The Trump campaign will be making its third visit to Maine this week: a Thursday town hall in Portland.
It's not common for a presidential candidate to pay so much attention to the small, blue state with just four electoral college votes.
"I think he's probably looking for new areas to build supporters," said University of Southern Maine political science professor Ron Schmidt. "I think both campaigns [Trump’s and Clinton’s] are deciding not to take anything for granted.”
Schmidt said Trump may not be able to win the entire state of Maine, but could come away with at least one, if not three, electoral college votes. Maine is one of just two states in the country with a split electoral college vote instead of winner-takes-all.
"I don't think anyone is deciding that traditionally safe Democratic or Republican states can be removed from the table," said Schmidt.
Trump may be able to win support in the northern half of the state: Maine's more conservative 2nd Congressional District.
"[Trump] appeals to a more blue collar, working class voter that I think really encapsulates the second district particularly," said Matt Gagnon, CEO of the conservative Maine Heritage Policy Center.
It's a district where Republican Governor Paul LePage has won easily. The district also recently elected Republican Congressman Bruce Poliquin, for a seat that had been held by Democrat Mike Michaud for years.

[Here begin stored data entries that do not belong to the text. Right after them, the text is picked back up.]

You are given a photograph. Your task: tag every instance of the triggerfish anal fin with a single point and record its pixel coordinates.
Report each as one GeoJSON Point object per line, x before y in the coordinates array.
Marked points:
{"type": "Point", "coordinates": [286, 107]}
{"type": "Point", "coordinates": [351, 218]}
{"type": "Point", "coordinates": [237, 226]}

The Trump campaign may also see Maine as fertile ground for Democrat and Independent converts. In the caucuses, Maine overwhelmingly voted in favor of Bernie Sanders.
"Hillary Clinton has violated everything the people of Maine believe in," said Maine Republican Party Executive Director Jeff Savage. "I think you have people on either side of the aisle who have yet to make up their mind."
Trump previously held rallies in Bangor in June and Portland in March.